# best movie sex scene



## joesmooth20 (Jul 10, 2006)

I have to think monster's ball was probably the best one i can think of. Anybody know any better.


----------



## Witmaster (Jul 10, 2006)

Team_America


----------



## lnvanry (Jul 10, 2006)

joesmooth20 said:
			
		

> I have to think monster's ball was probably the best one i can think of. Anybody know any better.



 hally barry is smokin, but billy bob ruined it...he just came across as a creepo.


----------



## Doublebase (Jul 10, 2006)

joesmooth20 said:
			
		

> I have to think monster's ball was probably the best one i can think of. Anybody know any better.



That was def a good one.  "Showgirls" had many.  "Eyes Wide Shut" had a good one as well.


----------



## Pepper (Jul 10, 2006)

Unfaithful
Diane Lane
in the hallway


----------



## topolo (Jul 10, 2006)

Brokeback Mountain had a great one in a tent.


----------



## fufu (Jul 10, 2006)

topolo said:
			
		

> Brokeback Mountain had a great one in a tent.



I just pitched a tent.


----------



## Goodfella9783 (Jul 10, 2006)

Pepper said:
			
		

> Unfaithful
> Diane Lane
> in the hallway


 
I was thinkin that too. Gettin tagged up from behind right?

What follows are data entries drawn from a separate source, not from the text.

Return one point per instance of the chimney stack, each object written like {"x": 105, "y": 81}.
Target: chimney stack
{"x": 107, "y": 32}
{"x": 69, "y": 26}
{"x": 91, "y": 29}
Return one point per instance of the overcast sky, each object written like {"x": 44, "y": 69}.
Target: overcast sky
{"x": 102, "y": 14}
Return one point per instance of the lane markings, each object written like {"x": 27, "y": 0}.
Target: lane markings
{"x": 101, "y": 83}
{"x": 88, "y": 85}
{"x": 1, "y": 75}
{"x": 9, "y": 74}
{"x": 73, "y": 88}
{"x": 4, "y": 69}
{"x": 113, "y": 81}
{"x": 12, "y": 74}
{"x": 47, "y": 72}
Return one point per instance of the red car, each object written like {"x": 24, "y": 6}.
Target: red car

Eminem and Brittany Murphy in 8 Mile.


----------



## GFR (Jul 10, 2006)

Brokeback Mountain


----------



## BigDyl (Jul 10, 2006)

topolo said:
			
		

> Brokeback Mountain had a great one in a tent.



I got a tent for you.  You should see what's under it.


----------



## 911=InsideJob (Jul 10, 2006)

_Boogie Nights_ had a great sex scene where Mark Walberg was pounding Julian Moore and you could get a great look and close up of her tits.


----------



## topolo (Jul 10, 2006)

911=InsideJob said:
			
		

> _Boogie Nights_ had a great sex scene where Mark Walberg was pounding Julian Moore and you could get a great look and close up of her tits.



Did he look good?


----------



## BigDyl (Jul 10, 2006)

911=InsideJob said:
			
		

> _Boogie Nights_ had a great sex scene where Mark Walberg was pounding Julian Moore and you could get a great look and close up of her tits.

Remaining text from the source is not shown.